Decrease performance of a sort function with IPP 8.0

P_v_ · ‎07-31-2013

Hello!!

I have recently passed from IPP7.1 to IPP8.0. I compare the performance of the two versions.

For the IPP8.0 and only for the sort function “ippsSortRadixIndexAscend_32f”, I note that the performance is worse than IPP7.1.

I obtain:

55 CPE for IPP7.1
78 CPE for IPP8.0

(The vectors are constituted by 1024 random samples and I realize 40,000 executions to obtain these averages. I use the function ippGetCpuClocks() to obtain the number of cpu clocks. My processor is an Intel Dual Core E5400, 2.70Ghz).

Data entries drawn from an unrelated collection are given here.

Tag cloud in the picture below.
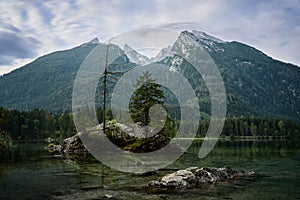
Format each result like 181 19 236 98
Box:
0 0 300 74
0 32 40 65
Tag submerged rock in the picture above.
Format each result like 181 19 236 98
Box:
148 167 254 188
60 134 88 153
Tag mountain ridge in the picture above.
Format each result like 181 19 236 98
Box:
0 31 300 120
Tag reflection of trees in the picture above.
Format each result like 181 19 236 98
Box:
188 140 300 159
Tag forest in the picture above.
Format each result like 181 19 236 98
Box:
0 107 300 145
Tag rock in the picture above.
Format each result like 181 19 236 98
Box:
61 134 88 153
46 143 61 153
148 167 254 188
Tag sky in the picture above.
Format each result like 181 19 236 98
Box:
0 0 300 75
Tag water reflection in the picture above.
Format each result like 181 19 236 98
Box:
0 140 300 200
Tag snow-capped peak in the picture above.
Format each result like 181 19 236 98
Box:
124 44 151 65
88 38 100 44
151 45 172 62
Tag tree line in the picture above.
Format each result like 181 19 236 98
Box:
198 116 300 138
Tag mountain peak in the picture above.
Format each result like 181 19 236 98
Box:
88 37 100 44
192 30 224 43
180 30 224 43
124 44 150 65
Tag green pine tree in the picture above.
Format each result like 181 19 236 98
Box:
129 71 164 126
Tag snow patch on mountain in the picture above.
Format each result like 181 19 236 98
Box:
124 44 151 65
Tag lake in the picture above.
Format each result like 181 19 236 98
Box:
0 140 300 200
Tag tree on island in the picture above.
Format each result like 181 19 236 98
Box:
129 71 165 126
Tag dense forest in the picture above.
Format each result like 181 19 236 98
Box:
0 107 300 145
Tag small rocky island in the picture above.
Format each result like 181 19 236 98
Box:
148 167 255 188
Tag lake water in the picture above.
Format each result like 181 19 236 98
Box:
0 141 300 200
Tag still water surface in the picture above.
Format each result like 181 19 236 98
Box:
0 141 300 200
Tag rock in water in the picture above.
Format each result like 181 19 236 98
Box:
148 167 254 188
61 134 88 153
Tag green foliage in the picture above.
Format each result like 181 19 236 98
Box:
0 129 17 152
0 107 76 141
129 71 164 126
0 37 300 122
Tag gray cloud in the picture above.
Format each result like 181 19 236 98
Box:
0 32 41 65
0 0 300 75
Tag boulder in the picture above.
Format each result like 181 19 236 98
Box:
60 134 88 153
148 167 254 188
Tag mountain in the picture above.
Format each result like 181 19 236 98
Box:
0 38 99 112
0 31 300 120
124 44 151 65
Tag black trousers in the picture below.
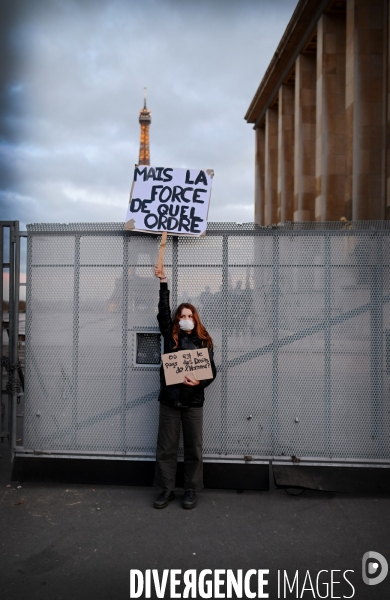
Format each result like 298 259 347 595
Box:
154 402 203 491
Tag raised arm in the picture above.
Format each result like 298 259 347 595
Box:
154 266 173 338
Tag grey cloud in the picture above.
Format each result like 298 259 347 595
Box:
0 0 296 230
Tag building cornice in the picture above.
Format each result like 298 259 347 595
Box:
244 0 331 129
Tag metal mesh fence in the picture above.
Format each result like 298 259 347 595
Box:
19 222 390 463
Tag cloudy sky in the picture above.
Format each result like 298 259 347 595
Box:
0 0 296 229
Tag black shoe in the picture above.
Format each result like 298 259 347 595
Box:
182 490 197 508
154 490 175 508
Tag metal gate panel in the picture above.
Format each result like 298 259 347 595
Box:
17 222 390 464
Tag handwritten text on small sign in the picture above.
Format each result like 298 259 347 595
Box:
162 348 213 385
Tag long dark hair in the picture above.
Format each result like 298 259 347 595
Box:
172 302 213 348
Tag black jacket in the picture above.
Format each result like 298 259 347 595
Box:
157 282 217 408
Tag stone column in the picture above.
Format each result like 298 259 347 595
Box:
345 0 387 220
294 54 316 221
277 83 294 223
255 125 265 225
264 107 278 225
315 14 351 221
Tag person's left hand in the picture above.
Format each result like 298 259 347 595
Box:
183 375 200 387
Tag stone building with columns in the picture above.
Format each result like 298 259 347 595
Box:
245 0 390 225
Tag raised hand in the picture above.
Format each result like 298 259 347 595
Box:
154 265 167 280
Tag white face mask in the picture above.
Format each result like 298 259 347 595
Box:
179 319 195 331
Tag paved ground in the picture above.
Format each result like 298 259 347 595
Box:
0 444 390 600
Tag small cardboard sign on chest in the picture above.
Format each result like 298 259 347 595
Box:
162 348 213 385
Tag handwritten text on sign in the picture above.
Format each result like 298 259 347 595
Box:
125 165 214 236
162 348 213 385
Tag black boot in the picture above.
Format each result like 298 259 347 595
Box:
154 490 175 508
182 490 197 508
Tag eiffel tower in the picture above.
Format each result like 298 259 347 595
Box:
138 88 152 165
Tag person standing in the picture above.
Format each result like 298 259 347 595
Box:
154 266 216 509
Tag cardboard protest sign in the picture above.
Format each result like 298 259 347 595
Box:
162 348 213 385
125 165 214 236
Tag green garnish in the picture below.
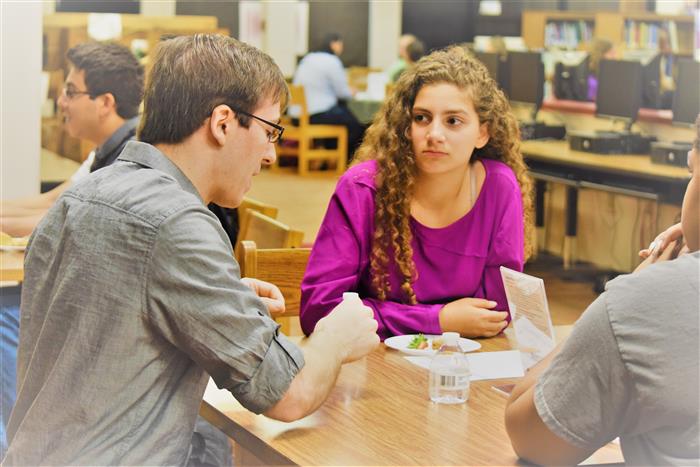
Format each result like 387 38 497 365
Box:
408 334 428 349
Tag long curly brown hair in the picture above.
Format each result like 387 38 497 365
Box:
356 46 534 304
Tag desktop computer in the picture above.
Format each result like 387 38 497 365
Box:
508 52 566 140
651 142 693 167
568 60 656 154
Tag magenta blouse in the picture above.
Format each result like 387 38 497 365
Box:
300 160 524 340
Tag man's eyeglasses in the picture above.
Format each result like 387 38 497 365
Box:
61 86 90 99
233 109 284 143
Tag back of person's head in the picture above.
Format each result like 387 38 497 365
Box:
406 39 425 63
588 37 613 75
357 46 534 304
313 32 343 54
139 34 289 144
66 42 144 119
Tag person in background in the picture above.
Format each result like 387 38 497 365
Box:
301 47 532 339
0 42 144 237
389 34 425 82
587 37 615 102
4 34 378 465
290 34 364 160
505 115 700 465
0 39 144 457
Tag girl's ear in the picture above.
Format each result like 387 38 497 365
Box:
475 123 489 149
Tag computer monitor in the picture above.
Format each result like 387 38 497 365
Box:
596 59 642 130
474 52 509 94
622 49 670 109
474 52 499 82
554 56 589 101
508 52 544 113
673 59 700 125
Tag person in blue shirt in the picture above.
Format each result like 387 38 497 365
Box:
293 33 364 160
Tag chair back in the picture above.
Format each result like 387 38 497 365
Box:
240 240 311 322
289 84 309 127
238 196 279 238
235 208 304 260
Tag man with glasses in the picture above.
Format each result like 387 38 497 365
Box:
0 42 144 236
5 34 378 465
0 39 144 457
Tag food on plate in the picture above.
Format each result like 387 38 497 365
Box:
408 334 429 350
0 232 29 247
431 337 445 350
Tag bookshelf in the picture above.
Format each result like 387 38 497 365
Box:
522 11 695 55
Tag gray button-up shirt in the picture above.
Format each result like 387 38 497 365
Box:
5 141 304 465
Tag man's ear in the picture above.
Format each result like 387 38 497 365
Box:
209 104 238 146
475 123 489 149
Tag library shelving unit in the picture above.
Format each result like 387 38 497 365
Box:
522 10 695 55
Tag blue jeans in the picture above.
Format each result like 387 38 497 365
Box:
0 286 21 459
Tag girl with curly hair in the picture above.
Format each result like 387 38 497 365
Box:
301 47 532 339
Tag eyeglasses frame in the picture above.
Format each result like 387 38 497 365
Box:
231 107 284 143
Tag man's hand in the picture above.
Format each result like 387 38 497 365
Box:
241 277 285 314
440 297 508 337
312 300 379 363
639 222 683 262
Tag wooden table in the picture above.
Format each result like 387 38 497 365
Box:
0 251 24 282
522 140 690 269
201 330 622 465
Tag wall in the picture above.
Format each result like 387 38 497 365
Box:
368 1 402 69
0 1 42 199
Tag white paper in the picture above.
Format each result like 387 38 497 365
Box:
501 266 555 368
404 350 524 381
88 13 122 41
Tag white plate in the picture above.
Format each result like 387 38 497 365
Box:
0 245 27 251
384 334 481 356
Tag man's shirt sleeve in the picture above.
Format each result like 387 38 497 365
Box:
535 294 636 448
142 206 304 413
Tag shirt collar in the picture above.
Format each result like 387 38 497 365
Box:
95 115 141 160
117 141 204 204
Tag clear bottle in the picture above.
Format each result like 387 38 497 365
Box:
428 332 471 404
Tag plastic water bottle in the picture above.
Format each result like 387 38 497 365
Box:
429 332 471 404
343 292 360 301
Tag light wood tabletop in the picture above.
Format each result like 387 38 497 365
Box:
201 330 622 465
0 251 24 282
521 140 690 181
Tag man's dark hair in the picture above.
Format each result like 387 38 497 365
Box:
67 42 144 119
139 34 289 144
314 32 343 54
406 39 425 63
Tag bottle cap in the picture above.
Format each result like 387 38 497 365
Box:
442 332 459 345
343 292 360 301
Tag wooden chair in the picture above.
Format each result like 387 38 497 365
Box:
240 240 311 335
238 196 279 243
234 212 304 262
275 85 348 175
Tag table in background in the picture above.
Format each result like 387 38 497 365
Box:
201 330 622 465
522 140 690 268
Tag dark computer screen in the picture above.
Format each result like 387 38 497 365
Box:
596 60 642 121
673 59 700 125
508 52 544 108
554 56 588 101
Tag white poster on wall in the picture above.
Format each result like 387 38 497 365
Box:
238 0 265 49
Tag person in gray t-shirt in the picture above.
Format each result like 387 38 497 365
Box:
506 116 700 465
4 34 379 465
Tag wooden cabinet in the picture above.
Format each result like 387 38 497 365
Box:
522 10 694 55
42 13 228 161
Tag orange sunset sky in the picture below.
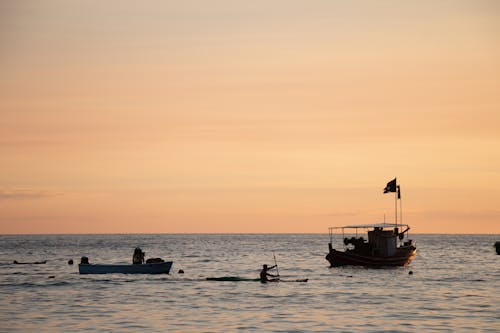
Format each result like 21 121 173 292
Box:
0 0 500 234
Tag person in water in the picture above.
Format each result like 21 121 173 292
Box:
132 247 146 265
260 265 279 283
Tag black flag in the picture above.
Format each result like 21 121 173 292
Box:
384 178 396 193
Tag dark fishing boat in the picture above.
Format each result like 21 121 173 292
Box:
78 261 173 274
326 178 417 268
326 223 417 268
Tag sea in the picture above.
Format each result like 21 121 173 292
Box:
0 234 500 333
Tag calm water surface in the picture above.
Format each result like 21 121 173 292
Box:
0 234 500 332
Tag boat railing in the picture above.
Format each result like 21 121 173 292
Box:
328 223 410 249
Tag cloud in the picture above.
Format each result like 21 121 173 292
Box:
0 189 62 200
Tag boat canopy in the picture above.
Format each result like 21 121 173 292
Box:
330 223 409 229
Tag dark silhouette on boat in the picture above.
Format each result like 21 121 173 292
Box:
326 223 417 268
326 178 417 268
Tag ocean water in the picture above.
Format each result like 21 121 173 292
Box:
0 234 500 332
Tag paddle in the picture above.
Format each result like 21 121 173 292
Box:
273 251 280 279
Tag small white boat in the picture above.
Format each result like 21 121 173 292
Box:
78 261 173 274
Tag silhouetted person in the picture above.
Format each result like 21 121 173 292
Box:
260 265 279 283
132 247 146 265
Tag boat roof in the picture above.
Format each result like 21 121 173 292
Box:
330 222 409 229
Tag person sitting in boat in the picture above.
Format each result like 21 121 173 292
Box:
132 247 146 265
260 264 279 283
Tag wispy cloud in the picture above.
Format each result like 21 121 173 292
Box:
0 188 63 200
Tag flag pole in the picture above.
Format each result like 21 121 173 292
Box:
394 191 398 228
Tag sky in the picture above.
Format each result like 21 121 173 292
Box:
0 0 500 234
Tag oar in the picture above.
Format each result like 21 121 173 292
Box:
273 251 280 279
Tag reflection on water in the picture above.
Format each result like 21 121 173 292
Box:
0 235 500 332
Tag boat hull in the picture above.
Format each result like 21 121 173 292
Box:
326 247 417 268
78 261 173 274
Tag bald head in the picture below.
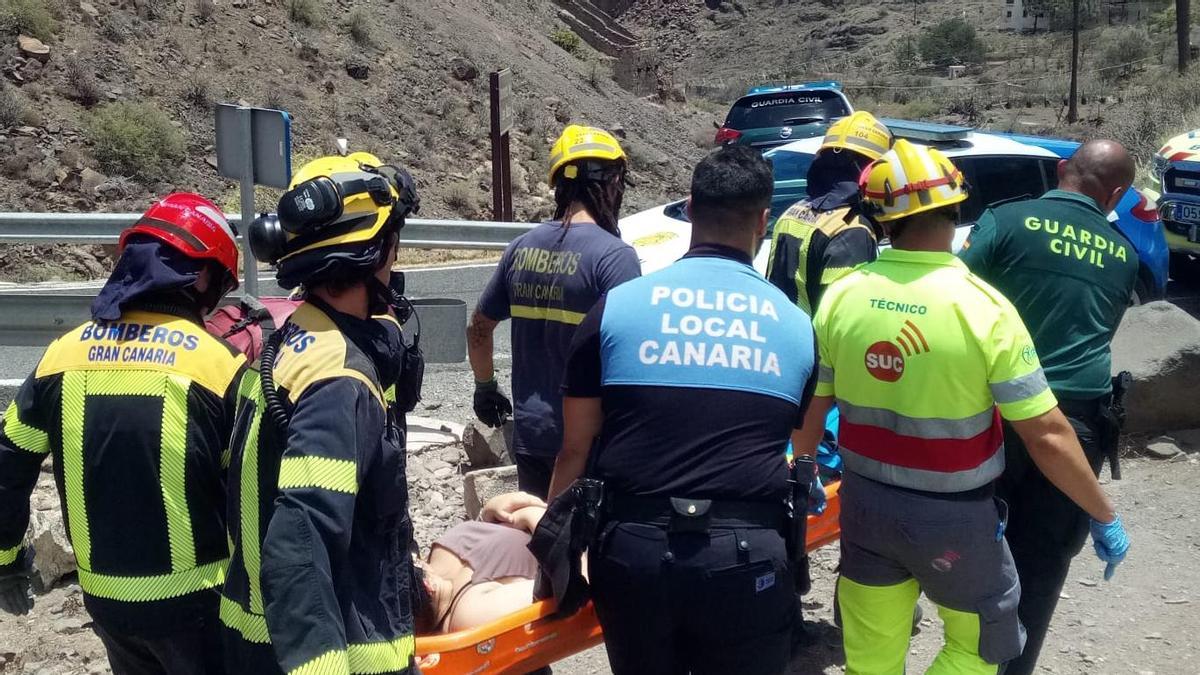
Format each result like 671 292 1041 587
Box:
1058 139 1135 211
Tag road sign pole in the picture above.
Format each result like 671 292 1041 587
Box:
488 68 512 222
238 108 258 297
500 132 512 222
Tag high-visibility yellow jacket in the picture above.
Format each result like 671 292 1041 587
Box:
814 249 1057 492
0 307 246 633
221 299 415 675
767 199 878 316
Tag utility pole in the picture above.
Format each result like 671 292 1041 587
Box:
1175 0 1192 74
1067 0 1080 124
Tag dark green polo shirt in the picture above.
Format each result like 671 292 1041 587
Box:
959 190 1138 399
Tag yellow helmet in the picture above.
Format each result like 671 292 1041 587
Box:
859 138 967 222
550 124 625 187
821 110 892 160
247 153 420 288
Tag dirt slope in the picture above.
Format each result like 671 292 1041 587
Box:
0 0 698 217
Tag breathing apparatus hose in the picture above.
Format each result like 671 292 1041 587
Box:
258 330 290 432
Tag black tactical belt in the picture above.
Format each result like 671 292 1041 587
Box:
604 492 787 532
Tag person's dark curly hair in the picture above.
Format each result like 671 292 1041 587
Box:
409 560 438 635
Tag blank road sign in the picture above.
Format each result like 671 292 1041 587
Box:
216 103 292 189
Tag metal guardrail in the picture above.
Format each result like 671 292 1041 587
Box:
0 213 534 355
0 213 533 251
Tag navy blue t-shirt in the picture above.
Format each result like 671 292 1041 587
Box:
479 222 641 456
563 245 816 501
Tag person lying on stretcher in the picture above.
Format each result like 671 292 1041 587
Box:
414 492 576 635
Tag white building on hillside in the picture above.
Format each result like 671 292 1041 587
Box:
998 0 1166 32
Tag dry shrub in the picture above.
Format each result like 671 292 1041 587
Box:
62 54 101 107
182 73 212 108
86 102 186 180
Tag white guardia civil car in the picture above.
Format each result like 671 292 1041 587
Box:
620 120 1166 299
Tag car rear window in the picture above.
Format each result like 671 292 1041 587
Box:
725 90 850 130
766 150 815 183
953 155 1046 222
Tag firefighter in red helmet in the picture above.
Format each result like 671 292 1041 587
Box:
0 192 246 675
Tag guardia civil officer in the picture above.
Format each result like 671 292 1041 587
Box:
0 192 246 675
767 110 892 316
467 125 641 498
960 141 1138 675
221 153 419 675
551 145 815 675
793 139 1128 675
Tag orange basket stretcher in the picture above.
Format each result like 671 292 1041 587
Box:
416 483 841 675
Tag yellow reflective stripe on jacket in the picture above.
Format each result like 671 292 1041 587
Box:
62 371 91 566
346 635 416 675
79 560 229 602
280 456 359 495
0 543 24 565
158 375 196 573
509 305 586 325
288 635 416 675
238 389 265 614
62 370 196 578
220 596 271 645
4 401 50 455
288 650 350 675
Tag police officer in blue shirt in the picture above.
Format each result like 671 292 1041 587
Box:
550 145 815 675
467 125 641 498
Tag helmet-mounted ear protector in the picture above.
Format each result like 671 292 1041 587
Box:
247 166 420 263
560 160 634 185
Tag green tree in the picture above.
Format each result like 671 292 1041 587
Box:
918 18 984 66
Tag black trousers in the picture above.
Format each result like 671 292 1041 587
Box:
94 610 226 675
996 400 1104 675
514 453 557 500
588 522 799 675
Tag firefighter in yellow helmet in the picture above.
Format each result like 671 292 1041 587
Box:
767 110 892 316
467 125 641 498
221 153 419 675
792 141 1128 675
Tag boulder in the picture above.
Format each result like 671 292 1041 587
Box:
26 496 76 589
17 35 50 64
346 59 371 79
450 56 479 82
1112 301 1200 434
462 466 517 520
1146 436 1183 459
79 2 100 24
462 420 512 468
79 168 108 197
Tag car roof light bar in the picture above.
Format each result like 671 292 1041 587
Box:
746 79 841 96
880 118 974 143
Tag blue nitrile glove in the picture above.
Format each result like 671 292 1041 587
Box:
1092 515 1129 581
809 478 826 515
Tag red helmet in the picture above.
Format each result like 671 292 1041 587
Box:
120 192 238 292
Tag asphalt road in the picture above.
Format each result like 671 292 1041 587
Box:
0 263 1200 382
0 263 501 382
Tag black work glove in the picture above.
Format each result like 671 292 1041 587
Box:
474 380 512 426
0 548 34 616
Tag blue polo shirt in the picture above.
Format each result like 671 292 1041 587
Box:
563 245 816 501
479 221 641 456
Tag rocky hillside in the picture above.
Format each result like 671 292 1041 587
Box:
0 0 707 227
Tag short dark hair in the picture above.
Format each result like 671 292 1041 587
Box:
691 145 775 227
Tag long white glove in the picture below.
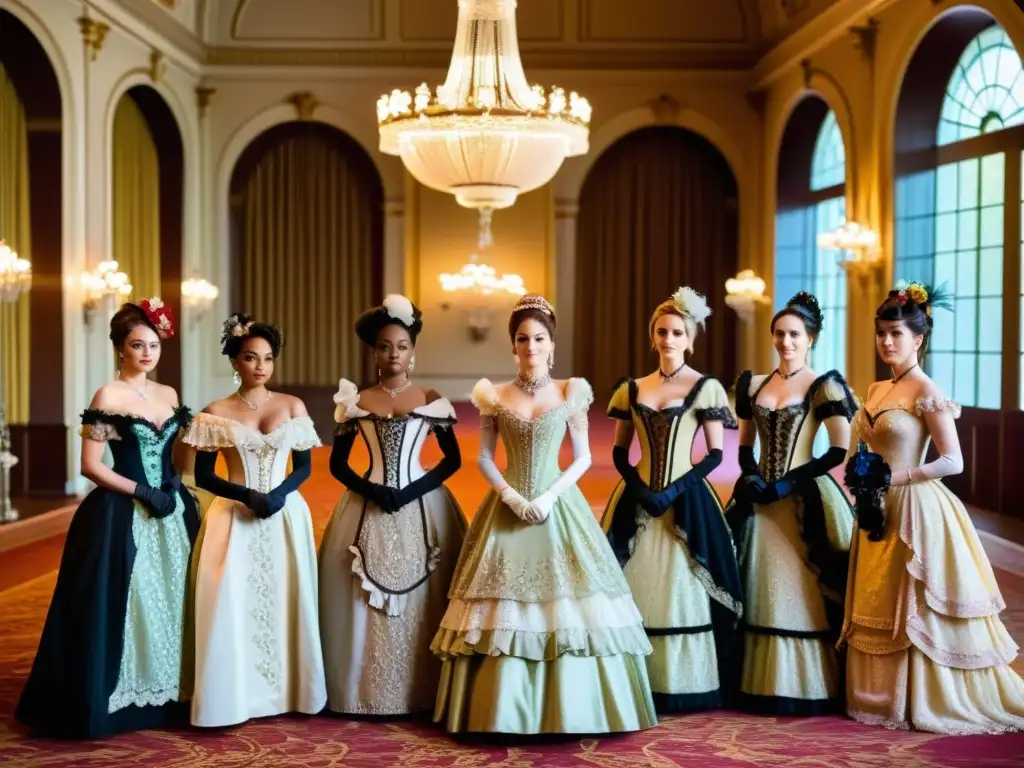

Have you got an explication?

Thank you,

Pierre

Thomas_Jensen1 · ‎07-31-2013

First you should verify which CPU/Library was used in the IPP 7 case as well as for the IPP 8 case.

Possibly, your IPP 7 code selects the best CPU/Library for your E5400, but your IPP 8 code not.

If you link to dymamic IPP DLL's, you could just use for instance SysInternals ProcessExplorer, to see which IPP CPU/Library DLL was loaded.

P_v_ · ‎07-31-2013

Thanks for your response.

The CPU/library is the same for the two versions (ippsv8-n°version.dll).

I study the influence of the size of vectors. The gap (in number of CPU clocks) between the executions of two IPP versions is always the same whatever the size of input vector (as if “nop” functions has added in the sort function “ippsSortRadixIndexAscend_32f” of the IPP8.0 version).

I run the same program on another processor (Intel Core i3-2100, 3.091Ghz ). For this processor, the performance of the sort fonction of the IPP8-0 version and the IPP7-1 version is the same.

Possibly, the processor Dual Core E5400 is deprecated for the new version of IPP ?

Pierre

SergeyKostrov · ‎07-31-2013

>>...The vectors are constituted by 1024 random samples and I realize 40,000 executions to obtain these averages.. Could you verify performance of ippsSortRadixIndexAscend_32f functions ( v7.x and v8.x ) on an 8MB array with 1,024 executions?

P_v_ · ‎08-01-2013

I check the performance of sort function on an 8Mb array and I obtaine

for IPP8-0 : 730CPU
for IPP7-1 : 685CPU

These 2 time are always diferent

SergeyKostrov · ‎08-01-2013

>>>>...The vectors are constituted by 1024 random samples... >>... >>...These 2 time are always diferent Try to make your tests deterministic. It means, pre-generate an array of numbers and then use it to measure performance of both functions for all testing iterations. It is by design of many sorting algorithms to complete processing in different amounts of time when different data sets are used ( don't be confused with asymptotic complexity of a sorting algorithm ). In overall, you should have reproducible measurements between tests and performance numbers should not differ for more than +/-( 0.5% - 1.0% ).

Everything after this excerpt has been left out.